I am biased obviously as a contributor. Having said that I think it's always worth understanding active/passive type replication and the implications and see how other solutions handle this scaling and reliability problem to better understand the underlying challenges that will be faced with instance upgrades, failover and failures in a cluster.

gshulegaard · on July 21, 2020

Neat! Hadn't heard of M3DB before, but cursory poke around the docs seems like it's a pretty solid solution/approach.

My current use case isn't monitoring, or even time series anymore, but will keep M3DB in mind next time I have to seriously push a time series/monitoring solution.

valyala · on July 22, 2020

Did you try ClickHouse? [1]

We were successfully ingesting hundreds of billions of ad serving events per day to it. It is much faster at query speed than any Postgres-based database (for instance, it may scan tens of billions of rows per second on a single node). And it scales to many nodes.

While it is possible to store monitoring data to ClickHouse, it may be non-trivial to set up. So we decided creating VictoriaMetrics [2]. It is built on design ideas from ClickHouse, so it features high performance additionally to ease of setup and operation. This is proved by publicly available case studies [3].

[1] https://clickhouse.tech/

[2] https://github.com/VictoriaMetrics/VictoriaMetrics/

[3] https://victoriametrics.github.io/CaseStudies.html

gshulegaard · on July 22, 2020

ClickHouse's intial release was circa 2016 IIRC. The work I was doing at NGINX predates ClickHouse's initial release by 1-2 years.

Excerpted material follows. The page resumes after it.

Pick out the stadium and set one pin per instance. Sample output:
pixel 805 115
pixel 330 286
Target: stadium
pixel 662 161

ClickHouse was certainly something we evaluated later on when we were looking at moving to a true columnar storage approach, but like most columnar systems there are trade-offs.

* Partial SQL support.

* No transactions (not ACID).

* Certain workloads are less efficient like updates and deletes, or single key look ups.

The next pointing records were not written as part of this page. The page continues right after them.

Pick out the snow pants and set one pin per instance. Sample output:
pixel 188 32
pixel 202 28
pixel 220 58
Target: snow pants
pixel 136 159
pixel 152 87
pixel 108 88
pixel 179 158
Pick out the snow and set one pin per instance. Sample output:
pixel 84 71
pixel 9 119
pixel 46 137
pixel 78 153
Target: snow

None of these are unique to ClickHouse, they are fairly well known trade-offs most columnar stores make to improve write throughput and prioritize high scaling sequential read performance. As I mentioned before, the amount of data we were ingesting never really reached the limits of even Postgres 9.4, so we didn't feel like we had to make those trade-offs...yet.

I would imagine that servicing ad events is several factors larger scale than we were dealing with.